The skies danced panoramic of storms to come, and the prairie was alive with blossom and sharply-green grasses. Jerry’s family, superb at both speaking from the heart and self-organizing, instantly started coming into the center, from the oldest to youngest siblings and their families, then his oldest to youngest daughters and their families.
Then friends and other family member stepped into the center. One sister invited us to turn to the person next to us and dance for a moment since she had promised Jerry they would go dancing soon when he took a short-lived turn for the better in the final days in the hospital. One of his daughters asked us to open up our arms to the sky as she had seen her father do countless time.
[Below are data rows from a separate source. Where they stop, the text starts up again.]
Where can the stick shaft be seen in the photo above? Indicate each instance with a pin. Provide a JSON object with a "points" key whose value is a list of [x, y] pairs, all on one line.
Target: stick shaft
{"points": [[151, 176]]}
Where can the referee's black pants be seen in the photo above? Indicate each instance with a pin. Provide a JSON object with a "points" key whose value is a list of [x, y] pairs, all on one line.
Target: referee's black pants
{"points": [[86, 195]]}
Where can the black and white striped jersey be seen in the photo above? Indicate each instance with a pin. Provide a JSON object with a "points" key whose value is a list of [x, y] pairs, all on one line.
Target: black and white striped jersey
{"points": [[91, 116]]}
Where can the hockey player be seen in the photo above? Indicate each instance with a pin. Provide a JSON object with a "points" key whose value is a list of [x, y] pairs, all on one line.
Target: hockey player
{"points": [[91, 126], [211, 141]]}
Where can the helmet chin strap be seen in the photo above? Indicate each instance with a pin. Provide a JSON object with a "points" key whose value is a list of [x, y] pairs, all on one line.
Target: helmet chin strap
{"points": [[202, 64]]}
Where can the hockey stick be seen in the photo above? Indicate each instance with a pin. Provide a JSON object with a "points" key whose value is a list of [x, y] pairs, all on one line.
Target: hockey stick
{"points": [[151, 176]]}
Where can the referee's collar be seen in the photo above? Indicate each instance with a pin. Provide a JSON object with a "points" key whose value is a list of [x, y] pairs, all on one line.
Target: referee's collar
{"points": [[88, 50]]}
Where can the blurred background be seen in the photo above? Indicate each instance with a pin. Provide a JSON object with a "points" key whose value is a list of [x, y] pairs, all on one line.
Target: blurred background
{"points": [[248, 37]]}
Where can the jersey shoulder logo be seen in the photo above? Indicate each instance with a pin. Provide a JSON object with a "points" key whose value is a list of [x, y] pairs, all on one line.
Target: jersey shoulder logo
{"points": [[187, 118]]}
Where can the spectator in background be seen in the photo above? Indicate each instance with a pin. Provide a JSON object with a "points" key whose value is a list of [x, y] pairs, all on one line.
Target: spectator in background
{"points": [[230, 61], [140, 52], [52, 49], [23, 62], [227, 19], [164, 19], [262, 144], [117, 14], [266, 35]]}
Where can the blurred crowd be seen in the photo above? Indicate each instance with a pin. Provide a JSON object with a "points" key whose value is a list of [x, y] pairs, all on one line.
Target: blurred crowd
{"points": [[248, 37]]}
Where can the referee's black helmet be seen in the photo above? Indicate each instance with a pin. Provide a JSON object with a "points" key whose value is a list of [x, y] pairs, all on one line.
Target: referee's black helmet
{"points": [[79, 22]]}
Some people told stories, like how he attached a camera to a kite, bringing together two of his passions, to get some aerial photos. One friend sang out the word that speaks to her most of Jerry: sweet.
At the end, many of us scattered ourselves through the prairie to leave some of his ashes or say our own goodbyes. I didn’t realize how incomplete his leaving was last December until I watched his family and friends fan out across the luscious green and blooming prairie, and earlier, right at the end of the circle, how we all called out, “Jerry on the Prairie!” This is where he is, and he’s also right here with us, alive in the stories we told later at the Unitarian Fellowship for a celebration of his life and spirit, the next day on our porch that he built, and for many days to come.
Our porch that Jerry built with a heaping portion of his sibs and friends.
Jerry loved the wind, and as I write this, back on the porch, I’m surrounded by wind, birdsong, frogs are chirping, and one owl just called out, just like the one owl we heard while in the water ritual circle on Saturday, singing to us despite it being the middle of the day. We’re now in the after of Jerry on the prairie, landed in beauty, loss, sweetness, and something beyond mere knowledge that my friend Kat Green wrote so perfectly about in this poem:
Sometimes knowledge is not enough.
Nor is knowing in your bones.
We make our choices.
We live or die.
We scattered Jerry’s ashes at Aiken Prairie,
The crest of a hill by the Aiken family cemetery
but not in it.
We encircled his large family with unfamiliar ritual,
his ashes in the center.
We cawed, three times.
They looked a little uncomfortable.
But then we began the water ritual.
Dan had found a bottle of water
Jerry had collected on his travels
throughout the Great Plains:
Minnesota, Colorado, Kansas, New Mexico,
The Texas gulf and other places.
We took turns stepping into the center.
We spoke from our hearts
took a little of his ashes
and poured a little of the water.
His brothers and sisters stepped into
the circle with their families
from oldest to youngest.
Did I mention many of them wore cameras?
His daughters and their families spoke next.
Two of Jerry’s sisters and one marvelous brother-in-law o top of the world, or at least Wells Overlook near our place to see the aerial view Jerry loved.
We remembered a stubborn, kind man
noted for leisurely and complete story telling
and exquisite photographs of the natural world.